The course of evil

In response to Disagreeing with Bill O’Reilly About Tony Soprano Being Bad for America:

Brilliant piece, John.  Anti-heroes are all the rage these days.  The really good ones are written to inspire the sort of reflection you offered about Tony Soprano.

We’re not likely to return to the days of movie commissions decreeing that crime can never, ever be depicted as glamorous or successful.  One problem with such an approach is that it keeps us from understanding how a sympathetic character could fall from grace and pursue a life of crime.  The crooks all have to be clown dolls with their switches flipped to “evil,” like DeNiro’s Al Capone.  

My favorite gangster character of the moment is Walter White, from the superb “Breaking Bad.”  The course of the show has followed his descent into becoming a Tony Soprano sort of mob boss.  He’s still sympathetic, or at least easy to relate to, in many ways.  He still has personal problems we can understand; sometimes we get a glimpse of the guy we began with, at the start of the series.  But he’s running a drug empire now, and he’s discovered the ruthless tactics of the gangster have a certain inexorable logic to them.  He accepted a monstrous crime against an innocent child that would have sent his old self screaming into the streets, because after a few months of running a criminal empire, it made sense – a regrettable necessity, rather than a soul-shattering horror.

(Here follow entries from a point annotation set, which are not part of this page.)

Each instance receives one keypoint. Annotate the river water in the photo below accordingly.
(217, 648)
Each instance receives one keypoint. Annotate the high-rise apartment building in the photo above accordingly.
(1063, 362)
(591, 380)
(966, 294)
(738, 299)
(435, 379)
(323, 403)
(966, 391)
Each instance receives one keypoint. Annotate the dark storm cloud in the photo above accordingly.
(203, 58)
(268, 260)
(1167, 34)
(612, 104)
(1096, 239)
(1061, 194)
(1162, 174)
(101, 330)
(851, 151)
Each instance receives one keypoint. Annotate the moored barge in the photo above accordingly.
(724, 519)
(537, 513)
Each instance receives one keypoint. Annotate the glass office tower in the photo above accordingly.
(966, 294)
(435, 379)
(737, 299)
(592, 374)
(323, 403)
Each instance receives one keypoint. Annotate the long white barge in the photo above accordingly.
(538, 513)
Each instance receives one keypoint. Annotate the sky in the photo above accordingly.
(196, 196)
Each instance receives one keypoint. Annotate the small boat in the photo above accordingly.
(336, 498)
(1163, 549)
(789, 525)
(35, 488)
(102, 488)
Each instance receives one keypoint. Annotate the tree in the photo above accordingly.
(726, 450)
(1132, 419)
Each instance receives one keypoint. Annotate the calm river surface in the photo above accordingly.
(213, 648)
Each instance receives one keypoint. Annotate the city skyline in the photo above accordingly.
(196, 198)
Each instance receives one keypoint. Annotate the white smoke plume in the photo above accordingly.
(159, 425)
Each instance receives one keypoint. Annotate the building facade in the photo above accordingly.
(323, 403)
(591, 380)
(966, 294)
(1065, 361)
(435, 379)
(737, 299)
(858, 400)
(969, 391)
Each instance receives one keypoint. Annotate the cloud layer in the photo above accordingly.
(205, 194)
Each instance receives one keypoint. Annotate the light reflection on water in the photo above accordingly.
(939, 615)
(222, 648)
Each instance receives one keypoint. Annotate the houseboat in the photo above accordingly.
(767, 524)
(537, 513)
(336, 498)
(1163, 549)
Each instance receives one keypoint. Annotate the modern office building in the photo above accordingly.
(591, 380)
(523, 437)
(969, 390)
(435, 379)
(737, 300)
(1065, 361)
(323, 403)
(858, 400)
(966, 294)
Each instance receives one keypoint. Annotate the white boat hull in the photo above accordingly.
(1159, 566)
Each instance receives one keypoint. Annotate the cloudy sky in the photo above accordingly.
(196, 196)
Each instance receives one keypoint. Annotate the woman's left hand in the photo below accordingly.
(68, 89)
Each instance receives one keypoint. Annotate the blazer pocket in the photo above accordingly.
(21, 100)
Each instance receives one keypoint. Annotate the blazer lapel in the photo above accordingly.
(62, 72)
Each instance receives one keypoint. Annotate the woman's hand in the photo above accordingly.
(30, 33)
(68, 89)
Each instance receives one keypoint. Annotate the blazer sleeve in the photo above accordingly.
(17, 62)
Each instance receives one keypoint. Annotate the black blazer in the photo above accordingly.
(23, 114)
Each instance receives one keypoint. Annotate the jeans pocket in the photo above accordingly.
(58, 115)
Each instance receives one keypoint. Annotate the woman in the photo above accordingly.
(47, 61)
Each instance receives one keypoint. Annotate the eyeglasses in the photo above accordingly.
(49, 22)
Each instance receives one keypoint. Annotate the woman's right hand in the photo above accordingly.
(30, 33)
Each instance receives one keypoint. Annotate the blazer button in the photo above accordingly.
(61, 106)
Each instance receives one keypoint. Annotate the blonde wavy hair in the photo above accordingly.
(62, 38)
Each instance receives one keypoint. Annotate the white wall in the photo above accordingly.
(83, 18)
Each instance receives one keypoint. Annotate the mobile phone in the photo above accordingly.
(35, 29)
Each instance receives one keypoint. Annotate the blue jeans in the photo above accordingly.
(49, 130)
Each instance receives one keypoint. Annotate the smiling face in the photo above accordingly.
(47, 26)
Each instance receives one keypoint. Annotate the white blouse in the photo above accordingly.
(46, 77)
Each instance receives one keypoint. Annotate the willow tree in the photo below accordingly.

What got Walter White started down this terrible road?  More than anything else, he decided the world – fate, God, society, everyone, everything – had been unfair to him.  He snapped and decided he’d start being unfair in return.  But he was only going to cheat a little!  He’s a chemist by trade, and he thought he could mix a bit of criminality into an otherwise decent life, the way volatile ingredients can be mixed into a useful formula.  He thought he was dying, and he just wanted to provide for his family.  He was terrified when he discovered what his criminal partners were capable of.  Then he found out what he was capable of, and now he is The One Who Knocks.

There are a lot of ways a good man can go bad.  Bad men can find it very difficult to pull out of the downward spiral.  Conclusion: don’t go bad, not even a little.  It’s not an easy path to walk, but the course of evil proves infinitely harder on your soul.